I love my job because I always have suprises. This week’s surprise has been another problem related to SQL Plan Directives in 12c. Because it is a common problem that potentially affects ALL the customers, I am glad to share the solution on my blog 😀
Symptom of the problem: High CPU usage on the server
My customer’s DBA team has spotted a consistent high CPU utilisation on its servers:
Everyday, at the same time, and for 20-40 minutes, the servers hosting the Oracle databases run literally out of CPU.
Troubleshooting
Ok, it would be too easy to give the solution now. If you cannot wait, jump at the end of this post. But what I like more is to explain how I came to it.
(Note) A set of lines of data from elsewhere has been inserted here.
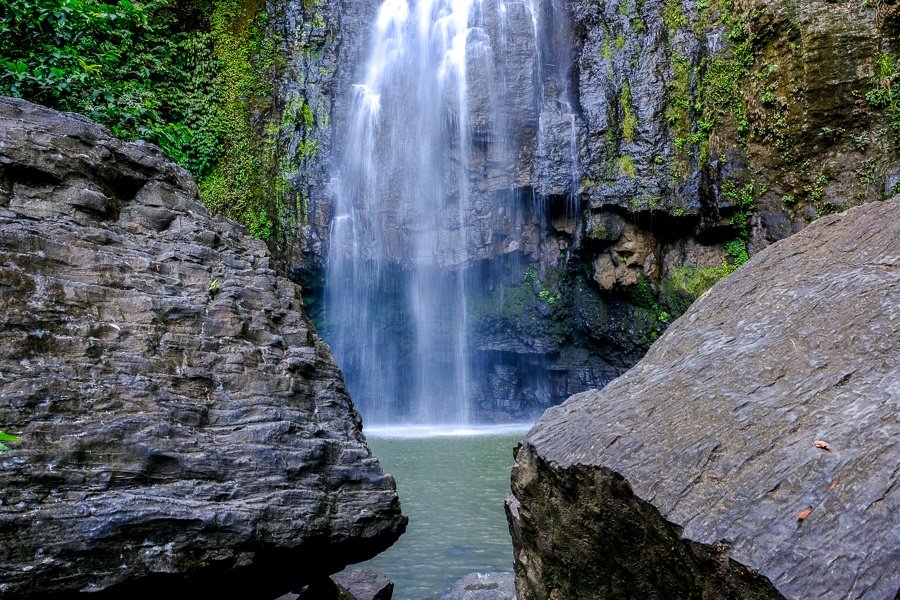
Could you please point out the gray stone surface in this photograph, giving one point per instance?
(483, 586)
(364, 584)
(182, 424)
(690, 474)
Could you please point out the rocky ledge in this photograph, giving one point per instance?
(182, 425)
(753, 453)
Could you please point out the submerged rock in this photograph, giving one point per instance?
(182, 424)
(365, 584)
(752, 453)
(483, 586)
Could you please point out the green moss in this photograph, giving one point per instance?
(673, 15)
(629, 119)
(240, 183)
(606, 51)
(626, 165)
(708, 97)
(679, 114)
(881, 95)
(694, 282)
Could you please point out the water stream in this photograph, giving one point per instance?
(452, 484)
(450, 96)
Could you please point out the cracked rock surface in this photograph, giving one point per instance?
(689, 475)
(182, 424)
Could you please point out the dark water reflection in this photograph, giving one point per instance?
(452, 489)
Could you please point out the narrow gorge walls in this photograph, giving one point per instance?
(539, 190)
(182, 425)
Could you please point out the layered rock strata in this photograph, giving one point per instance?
(752, 453)
(182, 424)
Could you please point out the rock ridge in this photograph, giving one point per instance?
(182, 423)
(692, 474)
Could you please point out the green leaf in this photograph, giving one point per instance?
(5, 437)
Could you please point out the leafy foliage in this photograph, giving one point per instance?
(126, 65)
(186, 75)
(887, 75)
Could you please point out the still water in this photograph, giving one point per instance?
(452, 484)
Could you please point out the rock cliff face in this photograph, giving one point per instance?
(701, 472)
(182, 424)
(702, 131)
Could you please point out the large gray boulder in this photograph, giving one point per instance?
(182, 424)
(753, 453)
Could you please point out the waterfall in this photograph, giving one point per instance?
(449, 95)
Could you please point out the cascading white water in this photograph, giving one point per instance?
(432, 132)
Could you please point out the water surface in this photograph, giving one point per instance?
(452, 485)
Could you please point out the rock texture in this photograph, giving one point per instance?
(697, 474)
(483, 586)
(695, 125)
(182, 424)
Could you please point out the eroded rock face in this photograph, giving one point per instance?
(688, 475)
(182, 424)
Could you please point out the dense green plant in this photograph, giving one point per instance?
(187, 75)
(125, 64)
(887, 73)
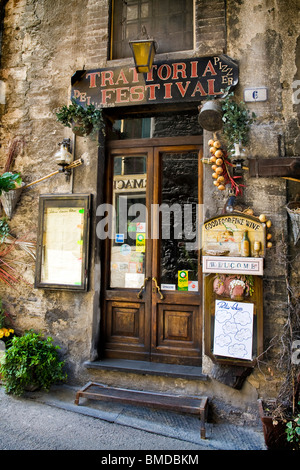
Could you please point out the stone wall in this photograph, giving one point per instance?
(41, 49)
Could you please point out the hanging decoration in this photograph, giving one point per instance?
(221, 165)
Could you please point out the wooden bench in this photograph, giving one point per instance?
(186, 404)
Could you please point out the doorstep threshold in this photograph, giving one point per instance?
(149, 368)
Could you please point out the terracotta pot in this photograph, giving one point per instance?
(274, 434)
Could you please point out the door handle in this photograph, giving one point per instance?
(139, 295)
(157, 287)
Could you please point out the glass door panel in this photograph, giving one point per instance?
(128, 245)
(179, 206)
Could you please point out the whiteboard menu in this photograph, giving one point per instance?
(233, 332)
(62, 251)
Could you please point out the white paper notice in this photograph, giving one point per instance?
(62, 251)
(233, 329)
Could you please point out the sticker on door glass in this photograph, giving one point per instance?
(140, 242)
(141, 227)
(125, 249)
(119, 237)
(168, 287)
(183, 280)
(193, 286)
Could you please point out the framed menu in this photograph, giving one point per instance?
(63, 238)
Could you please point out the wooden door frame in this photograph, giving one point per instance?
(188, 143)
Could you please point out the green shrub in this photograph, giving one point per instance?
(31, 361)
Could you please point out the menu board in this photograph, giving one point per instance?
(233, 329)
(62, 244)
(63, 239)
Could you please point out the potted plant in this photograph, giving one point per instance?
(236, 122)
(31, 362)
(10, 191)
(82, 120)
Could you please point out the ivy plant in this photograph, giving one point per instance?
(9, 181)
(236, 121)
(31, 360)
(293, 430)
(4, 229)
(83, 120)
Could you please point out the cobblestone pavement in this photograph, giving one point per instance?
(51, 421)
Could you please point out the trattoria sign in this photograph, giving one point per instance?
(169, 81)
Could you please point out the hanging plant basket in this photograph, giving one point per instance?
(293, 209)
(81, 129)
(10, 199)
(82, 120)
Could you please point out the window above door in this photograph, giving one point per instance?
(169, 22)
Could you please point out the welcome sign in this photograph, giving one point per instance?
(169, 81)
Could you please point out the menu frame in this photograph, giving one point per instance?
(60, 202)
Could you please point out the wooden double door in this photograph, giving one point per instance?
(152, 290)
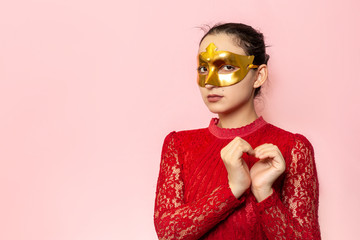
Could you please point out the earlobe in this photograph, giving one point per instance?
(262, 74)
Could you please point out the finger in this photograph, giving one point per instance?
(265, 147)
(268, 153)
(246, 147)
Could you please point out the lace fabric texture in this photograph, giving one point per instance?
(186, 207)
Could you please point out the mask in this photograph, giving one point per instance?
(211, 61)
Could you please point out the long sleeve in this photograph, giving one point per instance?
(294, 214)
(175, 219)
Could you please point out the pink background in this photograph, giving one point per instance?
(90, 88)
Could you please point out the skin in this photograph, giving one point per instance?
(236, 109)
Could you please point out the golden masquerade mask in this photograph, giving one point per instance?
(213, 61)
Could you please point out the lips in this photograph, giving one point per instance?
(214, 97)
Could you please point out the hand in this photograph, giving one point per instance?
(238, 170)
(264, 172)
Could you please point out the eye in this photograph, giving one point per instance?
(227, 69)
(202, 70)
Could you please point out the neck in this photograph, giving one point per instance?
(237, 119)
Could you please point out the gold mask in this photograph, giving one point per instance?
(214, 60)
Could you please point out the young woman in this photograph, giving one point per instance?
(241, 177)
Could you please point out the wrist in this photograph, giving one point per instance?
(237, 191)
(262, 194)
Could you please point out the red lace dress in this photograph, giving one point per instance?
(194, 201)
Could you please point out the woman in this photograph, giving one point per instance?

First, I gave a look at the processes consuming CPU. Most of the servers have many consolidated databases on them. Surprisingly, this is what I have found:
It seems that the source of the problem is not a single database, but all of them. Isn’t it? And I see another pattern here: the CPU usage comes always from the [m001] process, so it is not related to a user process.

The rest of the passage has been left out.